After an eternity, the hand descended and removed me from the black pit into blinding light.  I closed my eyes.  When I finally opened them, I found myself, a grown monkey, in a cage with others, but they were bounding up and down the wires, playing boisterously.  The constant movement and noise terrified me and I wanted to go back into the pit.  When they approached, I put my head in my hands, then ran away and found somewhere to hide.  I was weird, so they left me alone, until I was put into the cage with the man monkey.  He was big, healthy - his fur shone and he moved confidently, ignoring me.  They tied me to a rack, in a certain pose ... I don’t want to remember.  He advanced then and did something to me that hurt.
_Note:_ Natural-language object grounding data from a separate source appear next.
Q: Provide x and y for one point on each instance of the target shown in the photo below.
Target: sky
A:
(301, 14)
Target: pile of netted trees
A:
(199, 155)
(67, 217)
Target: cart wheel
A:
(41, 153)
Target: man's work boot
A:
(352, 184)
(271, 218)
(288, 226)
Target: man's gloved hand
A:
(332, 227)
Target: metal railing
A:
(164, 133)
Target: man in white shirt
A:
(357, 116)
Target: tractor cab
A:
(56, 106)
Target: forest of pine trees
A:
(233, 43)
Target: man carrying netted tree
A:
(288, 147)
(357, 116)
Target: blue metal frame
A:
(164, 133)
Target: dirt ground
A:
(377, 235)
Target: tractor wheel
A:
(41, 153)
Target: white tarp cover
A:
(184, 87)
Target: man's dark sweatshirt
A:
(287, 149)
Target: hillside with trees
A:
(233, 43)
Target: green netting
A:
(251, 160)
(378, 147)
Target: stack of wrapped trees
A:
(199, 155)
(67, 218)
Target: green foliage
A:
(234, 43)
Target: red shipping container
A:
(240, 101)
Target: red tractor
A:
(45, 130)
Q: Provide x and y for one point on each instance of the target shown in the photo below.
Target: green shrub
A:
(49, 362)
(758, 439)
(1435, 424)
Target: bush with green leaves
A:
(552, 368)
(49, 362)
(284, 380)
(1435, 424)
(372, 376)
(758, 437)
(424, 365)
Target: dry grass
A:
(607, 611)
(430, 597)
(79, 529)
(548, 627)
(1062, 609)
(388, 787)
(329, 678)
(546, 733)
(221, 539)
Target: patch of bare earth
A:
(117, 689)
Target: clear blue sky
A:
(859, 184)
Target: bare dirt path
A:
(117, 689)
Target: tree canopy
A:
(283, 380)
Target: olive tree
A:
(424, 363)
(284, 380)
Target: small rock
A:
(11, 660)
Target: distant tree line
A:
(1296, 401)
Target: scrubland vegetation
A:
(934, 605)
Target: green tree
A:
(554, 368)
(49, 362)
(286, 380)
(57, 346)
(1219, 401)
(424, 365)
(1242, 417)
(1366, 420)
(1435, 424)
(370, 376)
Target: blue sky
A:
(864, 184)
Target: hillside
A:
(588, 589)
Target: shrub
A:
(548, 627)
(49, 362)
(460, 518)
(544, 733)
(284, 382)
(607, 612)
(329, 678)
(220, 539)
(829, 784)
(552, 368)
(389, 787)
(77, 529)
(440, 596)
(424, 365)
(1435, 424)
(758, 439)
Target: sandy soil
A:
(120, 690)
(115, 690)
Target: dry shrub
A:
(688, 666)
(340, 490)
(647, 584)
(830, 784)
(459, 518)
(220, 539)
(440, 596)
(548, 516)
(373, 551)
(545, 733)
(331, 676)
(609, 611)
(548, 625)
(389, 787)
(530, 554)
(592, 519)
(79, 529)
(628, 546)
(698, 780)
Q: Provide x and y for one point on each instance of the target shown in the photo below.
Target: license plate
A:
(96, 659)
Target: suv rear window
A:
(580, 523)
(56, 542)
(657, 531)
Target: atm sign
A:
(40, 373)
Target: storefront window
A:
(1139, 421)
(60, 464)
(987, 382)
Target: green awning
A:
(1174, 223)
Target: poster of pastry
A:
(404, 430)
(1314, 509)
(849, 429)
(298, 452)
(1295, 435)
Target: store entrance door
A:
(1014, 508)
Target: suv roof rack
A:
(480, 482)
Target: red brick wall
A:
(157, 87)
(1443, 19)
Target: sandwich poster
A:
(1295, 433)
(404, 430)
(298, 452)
I was left alone in a bright airy cage; there were toys, a branch, a cuddly thing – like I could play!  I huddled like always.  I was getting fatter and could feel something wriggling in my belly, which was confusing.  When it happened I would put my head in my hands.  Eventually the cramps came and a tiny version of me came out of my body, a baby!  That’s when I remembered how Mother had loved me, how I’d clung to her.  The baby tried to cling to me, but I pushed it away, I could not love it, it would only be taken and put into that horrible black pit.  They’d destroy it as they’d destroyed me.  I thought of what Mother would have done if she’d known what awaited me.  I took the branch and, when it came to cling to me again, I crushed my baby’s skull.

Wednesday 13 March 2013

EROSION


The rocks are waiting, drying out; with no rain falling to keep them full, the pools between them are shrinking.  They are waiting for battle to commence, a struggle they cannot win.  They are pinned and I am coming to crush them.  This is a gradual process, but my patience is eternal and my energy boundless.  Some days I caress them gently, I’m playful and almost gentle; other times I am mean and merciless with my shaping strength.  When the Spring moon is full, I go crazy, coming all the way in, asserting myself up the river and making my presence felt inland.  I also go leaping up and tearing at the cliffs, creating more rocks to mould.  I am greedy, I can’t get enough.  There is no risk of me biting off more than I can chew, because no challenge is ever too much and whatever my mood, the effect is the same, the rocks become what I want them to be.
See all those grains of sand, stretching endlessly back, shining in the sun.  They are my end product, my masterpiece.  Once they were majestic rocks with shapes, structures, quirks and little pools between them that held life.  They know they are nothing to what they used to be, that they look all the same and I have done it to them.  However, now that I have withdrawn, receded, made myself absent, they long for me to come back and diminish them more.